Impactos desproporcionais na saúde
As pessoas encarceradas nos EUA tendem a ser significativamente menos saudáveis do que a população em geral. Isto pode dever-se a muitos factores, incluindo níveis de educação mais baixos e falta de acesso a habitação segura e de alta qualidade e a redes sociais de apoio.
Pessoas encarceradas apresentam taxas mais altas de doenças crônicas, incluindo diabetes, hipertensão, asma e transtornos por uso de substâncias. A população encarcerada está envelhecendo e as pessoas encarceradas vivem mais, resultando em taxas mais altas de problemas de saúde crônicos, como demência, dificuldade de mobilidade e perda auditiva.
Estar encarcerado pode não ter causado estes problemas de saúde, mas pode agravá-los. A sobrelotação nas prisões e cadeias pode limitar significativamente o acesso aos cuidados de saúde, agravando os desafios de saúde existentes.
Trauma agravado
As catástrofes aumentam os desafios de saúde mental que as pessoas encarceradas enfrentam no dia a dia – uma mistura tóxica de sentimentos de desamparo, vulnerabilidade e isolamento social. As redes sociais que as pessoas desenvolvem na prisão são fontes importantes de apoio emocional, promovendo conexões e melhorando a saúde mental das pessoas encarceradas.

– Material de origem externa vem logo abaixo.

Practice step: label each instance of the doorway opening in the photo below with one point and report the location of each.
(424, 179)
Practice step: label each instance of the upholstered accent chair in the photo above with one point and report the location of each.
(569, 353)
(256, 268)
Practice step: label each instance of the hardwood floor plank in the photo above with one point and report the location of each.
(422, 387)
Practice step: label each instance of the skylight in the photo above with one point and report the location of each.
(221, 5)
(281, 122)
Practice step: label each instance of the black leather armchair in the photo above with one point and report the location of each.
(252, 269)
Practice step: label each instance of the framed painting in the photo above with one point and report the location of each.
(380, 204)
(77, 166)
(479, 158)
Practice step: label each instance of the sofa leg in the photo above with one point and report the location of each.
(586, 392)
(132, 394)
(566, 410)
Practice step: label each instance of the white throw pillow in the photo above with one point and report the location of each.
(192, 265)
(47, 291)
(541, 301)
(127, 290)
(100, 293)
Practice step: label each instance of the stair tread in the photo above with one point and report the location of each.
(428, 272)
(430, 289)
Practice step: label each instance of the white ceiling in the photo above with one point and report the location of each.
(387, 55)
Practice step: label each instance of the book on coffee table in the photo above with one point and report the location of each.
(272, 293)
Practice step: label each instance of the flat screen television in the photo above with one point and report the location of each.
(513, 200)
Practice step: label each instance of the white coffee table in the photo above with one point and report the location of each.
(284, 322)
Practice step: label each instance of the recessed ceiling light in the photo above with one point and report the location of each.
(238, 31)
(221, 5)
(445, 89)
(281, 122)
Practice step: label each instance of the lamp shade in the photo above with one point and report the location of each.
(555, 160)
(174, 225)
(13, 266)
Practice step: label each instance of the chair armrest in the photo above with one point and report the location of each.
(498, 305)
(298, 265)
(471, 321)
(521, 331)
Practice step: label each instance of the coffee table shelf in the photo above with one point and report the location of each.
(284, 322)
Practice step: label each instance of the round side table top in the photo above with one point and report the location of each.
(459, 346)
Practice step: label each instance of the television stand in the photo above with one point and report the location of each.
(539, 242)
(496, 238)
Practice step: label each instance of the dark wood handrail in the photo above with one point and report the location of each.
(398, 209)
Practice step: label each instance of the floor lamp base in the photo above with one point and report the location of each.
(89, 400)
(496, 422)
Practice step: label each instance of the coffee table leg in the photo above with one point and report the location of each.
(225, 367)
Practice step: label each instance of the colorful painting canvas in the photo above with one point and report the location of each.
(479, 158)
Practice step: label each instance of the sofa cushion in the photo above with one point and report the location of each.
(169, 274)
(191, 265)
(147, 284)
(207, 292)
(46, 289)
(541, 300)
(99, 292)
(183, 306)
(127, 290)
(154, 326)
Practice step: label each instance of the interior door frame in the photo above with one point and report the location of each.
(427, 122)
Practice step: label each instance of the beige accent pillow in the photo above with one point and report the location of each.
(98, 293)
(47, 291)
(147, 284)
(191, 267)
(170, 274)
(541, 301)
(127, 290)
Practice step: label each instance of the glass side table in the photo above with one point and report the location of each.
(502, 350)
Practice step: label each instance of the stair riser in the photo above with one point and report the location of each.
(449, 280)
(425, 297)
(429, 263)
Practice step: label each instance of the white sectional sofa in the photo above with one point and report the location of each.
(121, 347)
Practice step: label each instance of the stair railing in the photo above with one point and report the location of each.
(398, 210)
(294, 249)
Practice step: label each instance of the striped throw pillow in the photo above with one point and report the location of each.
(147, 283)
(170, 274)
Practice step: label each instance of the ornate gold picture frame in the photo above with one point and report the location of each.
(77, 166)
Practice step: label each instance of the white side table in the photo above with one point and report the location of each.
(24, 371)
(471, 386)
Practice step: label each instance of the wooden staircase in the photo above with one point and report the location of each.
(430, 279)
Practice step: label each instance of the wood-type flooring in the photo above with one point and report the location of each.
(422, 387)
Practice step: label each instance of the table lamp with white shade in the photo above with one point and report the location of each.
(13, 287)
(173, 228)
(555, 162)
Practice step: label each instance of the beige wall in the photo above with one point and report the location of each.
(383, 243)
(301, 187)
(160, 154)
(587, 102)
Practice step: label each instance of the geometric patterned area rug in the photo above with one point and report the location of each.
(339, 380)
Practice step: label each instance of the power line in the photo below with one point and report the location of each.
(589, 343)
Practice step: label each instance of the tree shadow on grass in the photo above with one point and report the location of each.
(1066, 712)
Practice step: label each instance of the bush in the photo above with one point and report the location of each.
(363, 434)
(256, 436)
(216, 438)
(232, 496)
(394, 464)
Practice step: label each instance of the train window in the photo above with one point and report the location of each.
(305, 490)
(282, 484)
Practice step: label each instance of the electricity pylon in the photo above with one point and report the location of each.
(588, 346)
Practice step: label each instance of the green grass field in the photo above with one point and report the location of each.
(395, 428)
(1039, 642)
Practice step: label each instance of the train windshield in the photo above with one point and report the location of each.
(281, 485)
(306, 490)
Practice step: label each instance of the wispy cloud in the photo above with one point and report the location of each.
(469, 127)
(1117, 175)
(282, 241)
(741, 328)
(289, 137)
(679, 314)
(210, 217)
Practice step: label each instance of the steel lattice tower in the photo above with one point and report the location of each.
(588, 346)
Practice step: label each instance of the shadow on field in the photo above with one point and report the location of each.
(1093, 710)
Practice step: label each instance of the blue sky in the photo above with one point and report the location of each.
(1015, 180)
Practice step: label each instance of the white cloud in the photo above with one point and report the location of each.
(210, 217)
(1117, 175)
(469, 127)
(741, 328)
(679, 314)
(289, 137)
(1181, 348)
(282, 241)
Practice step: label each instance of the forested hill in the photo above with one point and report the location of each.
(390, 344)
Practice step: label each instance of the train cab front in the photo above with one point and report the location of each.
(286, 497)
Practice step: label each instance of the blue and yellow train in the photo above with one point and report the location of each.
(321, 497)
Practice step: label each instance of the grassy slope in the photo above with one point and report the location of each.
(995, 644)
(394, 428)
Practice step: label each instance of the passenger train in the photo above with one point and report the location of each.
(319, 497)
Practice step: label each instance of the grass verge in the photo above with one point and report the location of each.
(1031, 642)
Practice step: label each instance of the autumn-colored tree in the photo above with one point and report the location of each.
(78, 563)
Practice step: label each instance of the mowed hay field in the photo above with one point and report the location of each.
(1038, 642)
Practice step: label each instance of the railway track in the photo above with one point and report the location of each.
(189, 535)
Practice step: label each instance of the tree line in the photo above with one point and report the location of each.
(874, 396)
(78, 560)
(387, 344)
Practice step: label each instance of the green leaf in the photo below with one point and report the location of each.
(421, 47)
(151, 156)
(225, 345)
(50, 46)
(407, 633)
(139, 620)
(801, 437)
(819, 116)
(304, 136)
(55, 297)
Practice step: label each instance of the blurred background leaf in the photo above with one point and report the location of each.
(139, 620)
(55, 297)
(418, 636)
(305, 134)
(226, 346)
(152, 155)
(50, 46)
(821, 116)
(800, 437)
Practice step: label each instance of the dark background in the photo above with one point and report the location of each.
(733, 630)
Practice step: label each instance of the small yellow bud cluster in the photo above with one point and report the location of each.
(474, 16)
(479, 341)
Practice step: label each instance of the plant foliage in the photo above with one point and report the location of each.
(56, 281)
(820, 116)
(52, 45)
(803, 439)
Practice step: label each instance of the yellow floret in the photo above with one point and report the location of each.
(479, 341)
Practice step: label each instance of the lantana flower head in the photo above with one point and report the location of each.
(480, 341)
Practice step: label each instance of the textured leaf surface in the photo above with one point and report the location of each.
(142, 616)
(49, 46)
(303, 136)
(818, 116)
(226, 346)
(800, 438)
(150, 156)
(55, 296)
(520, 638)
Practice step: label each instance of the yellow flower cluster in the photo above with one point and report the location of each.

As evacuações perturbam estas redes sociais e sistemas de apoio, dentro e fora da prisão. Os efeitos persistem muito depois de as pessoas serem libertadas da prisão, prisão ou detenção e podem manifestar-se como medo, ansiedade, isolamento e falta de confiança.

Mário Tama/Getty Images
A nossa investigação, bem como relatórios de acontecimentos recentes como o furacão Helene, sublinham a necessidade de mudanças políticas. Na nossa opinião, as cadeias, prisões e centros de detenção deveriam ter planos de emergência abrangentes. Estes planos devem abordar questões que incluem as necessidades de comunicação, de pessoal e de transporte, bem como a necessidade de apoio dos pares e de ações de proteção.
Vemos também uma necessidade urgente de políticas e programas que garantam que as pessoas encarceradas tenham acesso a serviços de apoio durante as evacuações, incluindo cuidados de saúde e salvaguardas contra a violência sexual. Para as pessoas encarceradas com problemas de saúde física, cognitiva ou mental, as instalações devem fornecer informações que reflitam as necessidades dessas pessoas, tais como luzes intermitentes ou ecrãs digitais para pessoas surdas, e alarmes e mensagens de áudio para pessoas cegas. Na nossa opinião, estas medidas tornariam os esforços de resposta e recuperação de catástrofes mais equitativos e mais seguros para todas as pessoas em perigo.